Sweetcorn Chowder

When I was in America recently I ate some really cool things and I also made a mental-note of some of the dishes I couldn’t eat at the time, but that I would endeavor to veganize at home ASAP. This included a sweetcorn chowder. It’s almost worth making it just so you can say the word “chowdah” in a Boston accent. Creamy, comforting and cheap I made this chowdaaah from the bits in my cupboards and fridge and improvised a little along the way. Here’s what I did:

Ingredients
1tbsp olive oil

1 red onion, chopped,

2 cloves garlic, finely chopped

3 ribs of celery, chopped

A couple of handfuls of medium-sized potatoes, chopped

1 very large tin of sweetcorn

1 red pepper, chopped

1 tbsp Old Bay Seasoning (if you don’t have this then 1 tsp of celery salt, 1 tsp of paprika and a pinch of salt and pepper will cover it)

1 tbsp of White Wine Vinegar

Around 500ml vegetable stock

1 tin of coconut milk

Garnish with: sweetcorn, red pepper, finely chopped chives, loads of salt and pepper, etc.

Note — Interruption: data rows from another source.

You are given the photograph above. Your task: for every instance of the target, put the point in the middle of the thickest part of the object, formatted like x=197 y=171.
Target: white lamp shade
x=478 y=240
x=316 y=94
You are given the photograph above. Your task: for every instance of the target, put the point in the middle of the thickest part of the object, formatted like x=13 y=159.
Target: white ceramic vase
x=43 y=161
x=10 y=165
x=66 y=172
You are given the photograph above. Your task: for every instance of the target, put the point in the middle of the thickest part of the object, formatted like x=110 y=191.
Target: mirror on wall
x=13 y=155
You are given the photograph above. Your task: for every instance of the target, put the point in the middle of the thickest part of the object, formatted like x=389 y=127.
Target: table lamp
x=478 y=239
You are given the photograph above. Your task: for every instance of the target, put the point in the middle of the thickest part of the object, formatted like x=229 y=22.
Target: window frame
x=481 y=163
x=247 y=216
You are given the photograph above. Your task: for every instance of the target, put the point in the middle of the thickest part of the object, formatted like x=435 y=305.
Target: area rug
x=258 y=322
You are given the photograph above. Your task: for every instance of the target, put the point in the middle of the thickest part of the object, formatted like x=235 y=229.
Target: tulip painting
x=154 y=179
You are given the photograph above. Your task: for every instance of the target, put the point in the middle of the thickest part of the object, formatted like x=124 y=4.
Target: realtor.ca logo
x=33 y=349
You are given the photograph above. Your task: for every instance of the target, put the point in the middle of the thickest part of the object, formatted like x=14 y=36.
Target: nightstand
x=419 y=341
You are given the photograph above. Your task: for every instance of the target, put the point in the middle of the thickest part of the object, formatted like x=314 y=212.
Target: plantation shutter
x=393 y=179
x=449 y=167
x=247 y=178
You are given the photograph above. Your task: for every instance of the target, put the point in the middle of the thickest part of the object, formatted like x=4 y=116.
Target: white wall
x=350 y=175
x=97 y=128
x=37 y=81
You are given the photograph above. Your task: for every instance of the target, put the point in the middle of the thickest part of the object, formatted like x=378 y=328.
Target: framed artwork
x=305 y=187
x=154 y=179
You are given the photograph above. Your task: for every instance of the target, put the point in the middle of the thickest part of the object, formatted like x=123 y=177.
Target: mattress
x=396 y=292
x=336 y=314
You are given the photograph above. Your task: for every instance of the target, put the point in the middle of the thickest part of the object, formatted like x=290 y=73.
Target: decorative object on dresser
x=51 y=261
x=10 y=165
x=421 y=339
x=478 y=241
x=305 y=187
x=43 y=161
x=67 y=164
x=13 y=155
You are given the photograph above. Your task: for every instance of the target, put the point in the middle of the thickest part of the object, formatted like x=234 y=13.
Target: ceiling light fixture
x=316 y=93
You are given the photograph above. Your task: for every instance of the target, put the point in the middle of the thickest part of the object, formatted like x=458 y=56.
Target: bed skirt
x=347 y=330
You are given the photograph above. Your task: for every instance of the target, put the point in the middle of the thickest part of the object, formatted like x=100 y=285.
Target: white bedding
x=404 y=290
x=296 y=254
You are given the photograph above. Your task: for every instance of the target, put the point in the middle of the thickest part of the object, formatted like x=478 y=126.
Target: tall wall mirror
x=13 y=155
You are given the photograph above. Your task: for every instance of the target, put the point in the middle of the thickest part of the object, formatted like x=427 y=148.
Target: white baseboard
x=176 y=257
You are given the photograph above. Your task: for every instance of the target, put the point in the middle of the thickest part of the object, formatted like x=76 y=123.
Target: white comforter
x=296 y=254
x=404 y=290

chowdaMethod (for 3-4 portions)

a/ Heat the oil in a big sturdy saucepan over a gentle heat and fry the onion and garlic along with some seasoning for a few minutes.

b/ Add the celery and potatoes and cook until everything begins to soften a little.

c/ Then add the sweetcorn (reserving a little as a garnish if you like), most of the red pepper (again reserve some to garnish your soup if you’re feeling all fancy) and add your Old Bay seasoning/ celery salt and paprika.

d/ After a few more minutes add the white wine vinegar, vegetable stock and coconut milk.

e/ Cover and simmer the soup gently for around another 15 or 20 minutes or so, before blending to the consistency you prefer.

f/ Check the seasoning and then serve – topped with the corn, red pepper and chopped chives (if you have to hand).

As the old advert says – soup is like a mug in a hug. And some days (*side-eyes the whole of 2016*) you could really do with a hug.